AKP’nin “Cennet”ini Yıkmak – Engin Kara

AKP’nin “Cennet”ini Yıkmak – Engin Kara

Kasım ve Aralık ayları, AKP iktidarı için kolay geçmedi. Önce Binali Yıldırım’ın çocuklarının ve akrabalarının Malta’ya off-shore yöntemiyle milyonlar uçurduğu ortaya çıktı. Peşinden Kılıçdaroğlu belgelerle geldi: Erdoğan’ın çocuğu, eniştesi, kardeşi, dünürü kendilerine Man Adası’nda bir cennet kurmuşlardı. Yine aynı sıralarda başlayan Rıza Sarraf davası da, AKP’li muktedirlerin rüşvet ve yolsuzluklarını bir kez daha ortaya döktü.

Binali ve Berat Yeryüzünde Cenneti Bulmuş!

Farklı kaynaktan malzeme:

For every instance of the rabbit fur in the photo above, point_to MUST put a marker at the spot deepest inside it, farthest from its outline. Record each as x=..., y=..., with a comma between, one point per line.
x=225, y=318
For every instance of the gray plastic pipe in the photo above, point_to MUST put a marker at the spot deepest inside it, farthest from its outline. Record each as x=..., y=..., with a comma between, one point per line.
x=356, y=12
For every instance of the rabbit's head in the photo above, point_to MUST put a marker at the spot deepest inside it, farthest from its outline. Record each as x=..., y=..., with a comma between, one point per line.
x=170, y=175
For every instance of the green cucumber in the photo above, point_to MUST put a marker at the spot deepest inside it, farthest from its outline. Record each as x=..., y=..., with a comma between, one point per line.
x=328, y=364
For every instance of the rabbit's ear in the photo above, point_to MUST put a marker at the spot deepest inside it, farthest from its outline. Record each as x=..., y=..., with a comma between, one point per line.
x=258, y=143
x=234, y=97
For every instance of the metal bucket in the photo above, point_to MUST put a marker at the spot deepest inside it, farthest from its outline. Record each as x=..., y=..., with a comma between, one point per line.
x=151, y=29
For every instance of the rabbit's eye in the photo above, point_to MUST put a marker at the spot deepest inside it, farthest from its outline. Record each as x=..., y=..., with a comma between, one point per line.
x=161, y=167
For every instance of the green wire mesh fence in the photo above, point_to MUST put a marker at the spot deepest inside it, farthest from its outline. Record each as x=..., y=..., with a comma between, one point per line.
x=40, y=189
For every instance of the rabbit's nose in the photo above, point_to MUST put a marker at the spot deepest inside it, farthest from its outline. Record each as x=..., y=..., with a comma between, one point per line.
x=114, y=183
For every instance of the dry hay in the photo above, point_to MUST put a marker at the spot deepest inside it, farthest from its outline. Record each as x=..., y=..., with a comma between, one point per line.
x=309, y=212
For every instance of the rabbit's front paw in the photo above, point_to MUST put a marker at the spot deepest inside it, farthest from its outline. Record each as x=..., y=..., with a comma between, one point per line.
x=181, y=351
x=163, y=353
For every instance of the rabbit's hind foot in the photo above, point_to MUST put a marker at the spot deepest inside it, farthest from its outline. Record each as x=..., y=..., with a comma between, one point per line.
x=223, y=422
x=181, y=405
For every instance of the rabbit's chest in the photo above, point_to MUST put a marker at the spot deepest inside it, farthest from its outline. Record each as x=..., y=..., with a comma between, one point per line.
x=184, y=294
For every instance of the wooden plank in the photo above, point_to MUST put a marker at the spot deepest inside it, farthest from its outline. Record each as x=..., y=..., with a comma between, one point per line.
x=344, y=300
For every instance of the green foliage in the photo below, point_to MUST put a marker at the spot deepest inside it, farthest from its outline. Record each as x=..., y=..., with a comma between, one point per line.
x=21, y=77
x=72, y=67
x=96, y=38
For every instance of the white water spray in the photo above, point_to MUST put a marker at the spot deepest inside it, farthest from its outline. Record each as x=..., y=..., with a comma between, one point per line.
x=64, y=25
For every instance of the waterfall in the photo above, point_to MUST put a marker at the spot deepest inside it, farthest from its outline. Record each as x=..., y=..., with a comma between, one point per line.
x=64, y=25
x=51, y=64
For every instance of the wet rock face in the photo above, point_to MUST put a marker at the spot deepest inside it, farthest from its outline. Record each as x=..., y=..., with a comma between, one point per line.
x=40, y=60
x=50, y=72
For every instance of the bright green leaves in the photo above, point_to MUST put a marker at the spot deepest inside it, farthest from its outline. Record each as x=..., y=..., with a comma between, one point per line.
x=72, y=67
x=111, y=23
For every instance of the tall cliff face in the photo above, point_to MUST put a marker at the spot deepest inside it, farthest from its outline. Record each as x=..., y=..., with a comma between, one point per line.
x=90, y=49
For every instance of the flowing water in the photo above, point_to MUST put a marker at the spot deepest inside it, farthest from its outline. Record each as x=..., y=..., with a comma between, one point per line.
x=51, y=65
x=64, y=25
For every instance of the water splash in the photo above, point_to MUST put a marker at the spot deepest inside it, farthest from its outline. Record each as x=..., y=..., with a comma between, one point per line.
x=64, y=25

Paradise Papers, yani Cennet Belgeleri’nin ortaya çıkmasıyla dünyanın dört bir tarafındaki iktidar sahiplerinin sakladıkları mal varlıkları ortaya çıktı. Kimler yok ki içlerinde… AKP’li yöneticilerden Trump’ın dostlarına, sosyal medyada pek övülen Kanada Başbakanı Justin Trudeau’dan İngiltere Kraliçesi 2. Elizabeth’e… Düşünün, “kraliçe”siniz, ve güya “sahibi olduğunuz devlet”in vergi yükümlülüklerinden kurtulmak için off-shore işletmelere yöneliyorsunuz.

Çoğu, yönettikleri ülkelerdeki yoksul halka “cennet” vaadi ile düzene boyun eğmeyi telkin eden bu siyasiler, kendilerine yeryüzünde cennet adaları buluyor. Off-shore denilen yöntemle yasal yaptırımlara muhatap kalmaksın, kendi ülkelerindeki yasal zorunluluklardan kaçıyorlar. Nasıl edindikleri de şaibeli olan zenginliklerini, vergi ve denetim açısından hiç külfet getirmeyen ya da az bir külfetle işin içinden sıyrılma imkanı olan ülkelere taşıyarak “cennet”i kuruyorlar.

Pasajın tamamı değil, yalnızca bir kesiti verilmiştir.